In fact the original text that I am searching to split is this one: https://lopezobrador.org.mx/2021/01/14/version-estenografica-de-la-conferencia-de-prensa-matutina-del-presidente-andres-manuel-lopez-obrador-458/

I have tried different things using stringr rebus and qdap. First trying this pattern:

pattern_mayusc <- UPPER %R% one_or_more(UPPER) %R% optional(") ") %R% ":"

Following I tried to extract a vector with the name of each interlocutor to use them as pattern next:

mayuscula<-sapply(str_extract_all(text, ".([A-Z]+:)"), paste, collapse= ' ')

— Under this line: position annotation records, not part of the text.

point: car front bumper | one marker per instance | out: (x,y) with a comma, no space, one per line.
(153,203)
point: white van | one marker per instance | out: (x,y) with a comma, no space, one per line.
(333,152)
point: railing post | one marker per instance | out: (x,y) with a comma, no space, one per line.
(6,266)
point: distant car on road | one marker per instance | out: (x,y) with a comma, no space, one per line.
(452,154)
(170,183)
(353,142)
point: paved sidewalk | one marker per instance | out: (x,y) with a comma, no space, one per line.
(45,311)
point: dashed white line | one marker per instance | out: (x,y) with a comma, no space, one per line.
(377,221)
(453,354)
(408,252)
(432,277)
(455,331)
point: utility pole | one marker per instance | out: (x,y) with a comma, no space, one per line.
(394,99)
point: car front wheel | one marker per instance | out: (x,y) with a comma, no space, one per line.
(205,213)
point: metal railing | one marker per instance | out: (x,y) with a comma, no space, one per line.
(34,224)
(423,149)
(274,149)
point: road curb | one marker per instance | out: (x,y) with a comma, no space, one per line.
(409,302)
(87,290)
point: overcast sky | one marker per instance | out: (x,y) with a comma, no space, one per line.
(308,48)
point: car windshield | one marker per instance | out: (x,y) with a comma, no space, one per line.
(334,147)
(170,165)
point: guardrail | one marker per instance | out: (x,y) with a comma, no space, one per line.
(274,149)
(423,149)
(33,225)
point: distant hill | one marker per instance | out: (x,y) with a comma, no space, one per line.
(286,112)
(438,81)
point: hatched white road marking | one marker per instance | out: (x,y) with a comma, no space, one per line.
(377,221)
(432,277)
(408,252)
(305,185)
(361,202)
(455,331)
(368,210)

I am close to obtain what I desire but cannot achieve it. Anyone to help me? Thanks a lot in advance


Solution

  • You may use strsplit on a pattern that matches either : preceded by a sequence of words with any upper case letters \p{Lu}, spaces (\s) and parentheses (and more if you need), or (|) the space, followed by the same sequence. We want the first element from the resulting list and cleaned with trimws. The result is an alternating pattern of speaker and text, which we can easily convert into a two-column matrix by row.

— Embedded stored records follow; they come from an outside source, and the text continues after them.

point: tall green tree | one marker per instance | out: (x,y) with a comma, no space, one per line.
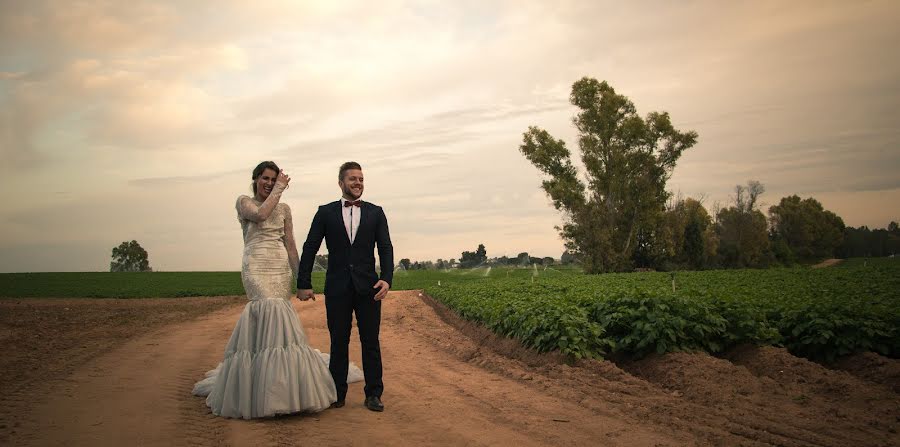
(628,160)
(691,239)
(803,230)
(742,230)
(472,259)
(129,257)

    pat <- r"{(?>\p{Lu}+?\s?)+\(?\p{Lu}+\)?\K(:)|(?<!\w)(\s)(?=\p{Lu}{2,})}"
    # pat <- "(?>\\p{Lu}+?\\s?)+\\(?\\p{Lu}+\\)?\\K(:)|(?<!\\w)(\\s)(?=\\p{Lu}{2,})"  ## for R < 4.0.0
    
    tmp <- trimws(el(strsplit(x, pat, perl=TRUE)))[-1]
    res <- matrix(tmp, ncol=2, byrow=TRUE)
    res
    #      [,1]                                 [,2]                           
    # [1,] "FIRST PERSON"                       "hi all, thank you for coming."
    # [2,] "SECOND PERSON"                      "thank you for inviting us."   
    # [3,] "TERCER PERSONA QUE SE LLAMA ANDRÉS" "soy de acuerdo."              
    # [4,] "CUARTA PERSONA (JOHN)"              "Hi. How are you?"             
    # [5,] "ANDRÉS"                             "Hola buenos días!"   
    

    See the regex demo


    Data:

    x <- "this is a speech text. FIRST PERSON: hi all, thank you for coming. SECOND PERSON: thank you for inviting us. TERCER PERSONA QUE SE LLAMA ANDRÉS: soy de: acuerdo. CUARTA PERSONA (JOHN): Hi. How are you? ANDRÉS: Hola buenos días!"